Part 2

447 39 0
                                    

Pagi di Jakarta datang dengan hiruk-pikuk dan kebisingan yang khas. Namun di apartemen mewah milik Shireen, suasananya terasa sunyi. Matahari yang masuk melalui jendela besar menerangi ruangan, tetapi di antara mereka berdua, dingin masih terasa dari malam sebelumnya. Gracia duduk di meja dapur, mencoba sarapan dengan pikiran yang melayang, sementara Shireen sibuk di teleponnya, mengurus masalah kantor tanpa memperhatikan kekasihnya.

“Jadi, gimana dengan rencana makan malamku nanti?” Gracia akhirnya memberanikan diri untuk bertanya. Dia tahu risikonya, tapi dia tak bisa terus diam. Rencana makan malam dengan teman-temannya sudah direncanakan berbulan-bulan, dan dia merasa butuh waktu untuk bersosialisasi di luar bayang-bayang Shireen.

Shireen meletakkan teleponnya perlahan. Tatapan matanya tajam, tak menunjukkan sedikitpun tanda persetujuan. “Aku udah bilang kemarin, kan? Aku nggak suka kamu keluar sendirian.”

Gracia menelan ludah. “Aku nggak sendirian, Shireen. Ada temanku, dan—”

“Siapa temannya?” potong Shireen dengan nada yang rendah namun berbahaya. “Laki-laki atau perempuan?”

“Shireen, aku cuma mau menghabiskan waktu dengan mereka.

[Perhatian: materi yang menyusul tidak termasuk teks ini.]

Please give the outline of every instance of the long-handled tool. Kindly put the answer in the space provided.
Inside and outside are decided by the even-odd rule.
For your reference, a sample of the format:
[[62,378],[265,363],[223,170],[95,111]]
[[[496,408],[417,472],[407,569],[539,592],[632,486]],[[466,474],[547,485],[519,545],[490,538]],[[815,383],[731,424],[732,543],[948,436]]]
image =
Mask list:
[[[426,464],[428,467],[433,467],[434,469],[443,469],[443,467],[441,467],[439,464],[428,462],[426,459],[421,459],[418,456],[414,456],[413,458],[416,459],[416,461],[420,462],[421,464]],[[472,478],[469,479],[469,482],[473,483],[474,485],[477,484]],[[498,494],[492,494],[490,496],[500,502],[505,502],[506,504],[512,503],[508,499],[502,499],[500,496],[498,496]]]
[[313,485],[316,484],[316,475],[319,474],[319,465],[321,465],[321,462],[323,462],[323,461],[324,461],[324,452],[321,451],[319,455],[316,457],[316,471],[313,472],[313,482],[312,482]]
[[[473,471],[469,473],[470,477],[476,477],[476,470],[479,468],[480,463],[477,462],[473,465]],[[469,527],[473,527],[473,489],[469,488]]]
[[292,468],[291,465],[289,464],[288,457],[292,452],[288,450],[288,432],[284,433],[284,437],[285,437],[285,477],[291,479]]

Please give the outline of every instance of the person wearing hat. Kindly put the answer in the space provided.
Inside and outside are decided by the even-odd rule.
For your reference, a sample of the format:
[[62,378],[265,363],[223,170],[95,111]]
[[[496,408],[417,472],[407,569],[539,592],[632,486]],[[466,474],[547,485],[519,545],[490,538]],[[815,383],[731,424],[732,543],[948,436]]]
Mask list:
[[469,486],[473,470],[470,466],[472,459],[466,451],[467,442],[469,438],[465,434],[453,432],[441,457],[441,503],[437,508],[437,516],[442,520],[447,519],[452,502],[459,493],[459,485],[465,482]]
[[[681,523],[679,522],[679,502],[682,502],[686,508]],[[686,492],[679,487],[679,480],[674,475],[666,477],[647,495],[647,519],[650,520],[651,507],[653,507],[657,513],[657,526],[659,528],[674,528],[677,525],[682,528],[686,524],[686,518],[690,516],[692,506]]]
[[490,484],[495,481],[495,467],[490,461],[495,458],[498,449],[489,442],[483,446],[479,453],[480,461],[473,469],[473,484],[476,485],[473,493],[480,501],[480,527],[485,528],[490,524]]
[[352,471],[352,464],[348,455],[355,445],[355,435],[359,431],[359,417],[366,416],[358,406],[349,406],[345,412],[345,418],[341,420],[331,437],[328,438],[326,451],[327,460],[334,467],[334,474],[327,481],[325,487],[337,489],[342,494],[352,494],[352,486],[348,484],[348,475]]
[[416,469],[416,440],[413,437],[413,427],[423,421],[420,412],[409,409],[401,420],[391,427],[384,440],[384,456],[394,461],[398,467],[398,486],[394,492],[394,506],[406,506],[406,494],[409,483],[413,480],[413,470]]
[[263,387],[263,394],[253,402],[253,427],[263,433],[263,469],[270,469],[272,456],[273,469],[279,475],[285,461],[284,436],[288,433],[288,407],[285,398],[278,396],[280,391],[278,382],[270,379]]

Mereka teman lamaku, kamu kenal beberapa di antaranya,” Gracia mencoba menjelaskan dengan lembut, berharap bisa menenangkan kekasihnya.

Shireen menghela napas panjang, matanya menatap Gracia seolah menilai sesuatu. “Aku nggak suka kalau kamu pergi tanpa aku. Kamu tahu dunia di luar itu keras. Banyak orang yang ingin memanfaatkanku memanfaatkanmu. Aku hanya ingin melindungimu.”

Gracia tersenyum pahit. “Tapi kadang-kadang aku merasa seperti... aku terpenjara.”

Kata-kata itu menggantung di udara, membuat suasana semakin tegang. Shireen berdiri dari tempat duduknya dan mendekati Gracia. Dengan tatapan yang intens, dia menunduk dan berbicara pelan namun penuh tekanan. “Aku melakukan semua ini demi kita. Kamu tahu itu. Jangan buat aku kehilangan kepercayaan padamu.”

Gracia terdiam. Kata-kata Shireen selalu seperti jerat yang halus namun kuat, membelitnya hingga dia tak bisa melawan. Meski begitu, ada perasaan resah di dalam dirinya yang semakin sulit untuk ditepis. Cinta Shireen terasa berat, terlalu mendominasi, dan semakin hari, Gracia merasa tenggelam dalam ketidakberdayaan.

***

Malam itu, meski dengan perasaan berat, Gracia tetap memutuskan untuk pergi ke acara makan malam bersama teman-temannya. Dia tahu Shireen tidak akan menyetujuinya, tapi dia merasa perlu melakukan ini untuk dirinya sendiri. Di restoran kecil yang hangat dan ramai, Gracia akhirnya bisa sedikit tertawa dan bercanda dengan teman-temannya. Namun, meski dia mencoba menikmati suasana, rasa was-was tetap tak bisa hilang. Setiap kali teleponnya berbunyi, dia merasa cemas, khawatir itu adalah pesan dari Shireen.

Salah satu temannya, greesel, memperhatikan perubahan pada Gracia. “Kamu baik-baik aja, Gre? Kamu terlihat agak tegang.”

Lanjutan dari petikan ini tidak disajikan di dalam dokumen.